Since that time I have had moments of panic – most often when I discover that the kids do not know or understand some principle of Arithmetic/Math or some basic English language principle or how to spell a word that should be a part of their total vocabulary. The traditionalist in me takes over and I want to supplement Fairhaven with my version of ‘this is what you should know at this stage of intellectual development’. Admittedly there have been times when we have defied the advice of the staff and offered some worksheets, etc.; it only lasts for the moment and we are back to where we were. I have found that correcting English at the time is a positive way of teaching, as both children tend to remember the corrections. Math is another whole ball game and I await the awakening that I have been told will happen and the subsequent push to make up for lost time or just to learn basic facts in order to move forward to another learning experience.

I am amazed at what each of the children, especially ‘the boy’ with his remarkable memory, do know. How and where they have learned some things will probably always remain a mystery. Basically, they know what is of interest to them. This offers a personal platform for learning other things, a concept that I can oftentimes forget in the emotion of learning to accept and believe in Sudbury methodology.

Finally, when I discuss this with different people, I frequently hear that the person wishes s/he may have had this type of opportunity during their developmental phase as they still have a bad taste from traditional education or they feel this type of experience would have enhanced their later choices. And everyone seems to know someone who was/is ideal Sudbury method material.
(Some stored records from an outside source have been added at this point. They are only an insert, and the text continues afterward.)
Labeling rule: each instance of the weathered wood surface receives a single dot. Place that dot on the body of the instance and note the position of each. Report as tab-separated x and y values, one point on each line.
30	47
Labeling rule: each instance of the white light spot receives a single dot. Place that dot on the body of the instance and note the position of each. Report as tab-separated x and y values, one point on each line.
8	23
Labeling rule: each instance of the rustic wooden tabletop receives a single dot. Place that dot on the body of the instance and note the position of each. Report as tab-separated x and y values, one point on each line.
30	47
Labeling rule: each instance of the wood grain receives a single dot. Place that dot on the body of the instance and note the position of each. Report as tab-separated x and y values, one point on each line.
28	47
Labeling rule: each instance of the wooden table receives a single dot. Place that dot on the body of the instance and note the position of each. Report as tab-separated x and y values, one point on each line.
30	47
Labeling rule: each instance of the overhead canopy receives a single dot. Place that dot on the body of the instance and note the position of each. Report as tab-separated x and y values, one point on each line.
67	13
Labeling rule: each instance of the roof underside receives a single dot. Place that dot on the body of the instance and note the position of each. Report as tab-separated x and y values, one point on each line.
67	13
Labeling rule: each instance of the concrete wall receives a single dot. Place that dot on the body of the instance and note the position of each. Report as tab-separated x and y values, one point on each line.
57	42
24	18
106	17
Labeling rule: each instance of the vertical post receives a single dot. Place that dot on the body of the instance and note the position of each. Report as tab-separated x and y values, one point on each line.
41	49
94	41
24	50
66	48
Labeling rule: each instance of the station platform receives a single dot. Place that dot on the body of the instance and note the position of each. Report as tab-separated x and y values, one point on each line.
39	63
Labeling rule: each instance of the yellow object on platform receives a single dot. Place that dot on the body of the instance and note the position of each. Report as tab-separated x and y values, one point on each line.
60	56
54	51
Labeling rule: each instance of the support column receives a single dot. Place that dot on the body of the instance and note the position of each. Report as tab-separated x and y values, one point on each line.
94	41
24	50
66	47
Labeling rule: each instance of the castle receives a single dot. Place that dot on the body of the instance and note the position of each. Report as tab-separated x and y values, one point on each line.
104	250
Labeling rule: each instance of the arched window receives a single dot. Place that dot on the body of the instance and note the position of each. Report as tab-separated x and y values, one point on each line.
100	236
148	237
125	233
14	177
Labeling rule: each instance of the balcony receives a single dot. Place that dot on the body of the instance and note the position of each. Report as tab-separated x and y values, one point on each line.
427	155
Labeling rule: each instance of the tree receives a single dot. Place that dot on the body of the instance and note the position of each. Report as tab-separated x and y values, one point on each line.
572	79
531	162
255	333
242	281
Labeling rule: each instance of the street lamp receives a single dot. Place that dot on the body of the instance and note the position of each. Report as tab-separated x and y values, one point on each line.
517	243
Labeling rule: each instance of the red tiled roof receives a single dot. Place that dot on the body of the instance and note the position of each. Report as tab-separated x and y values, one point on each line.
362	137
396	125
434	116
As an academician I have a great desire to verify what I observe with an evidence base. I have read the studies conducted about Sudbury graduates and appreciate these. However, my grandchildren are of a generation/group of children who have spent little or no time in the traditional learning environment. I await the evidence that they, too, can develop and present a thesis paper indicating an acceptable level of mastery of the language, including writing and thinking. I look forward to Mark McCaig’s next book!!!!!

Conversion continues. I am closer today than I was three years ago and hopefully not as close as I will be in the coming years. Fairhaven is an ideal choice for the name of this school – a wonderful respite and personal developer – which, regrettably, does not happen often enough in the ‘regular’ education environment.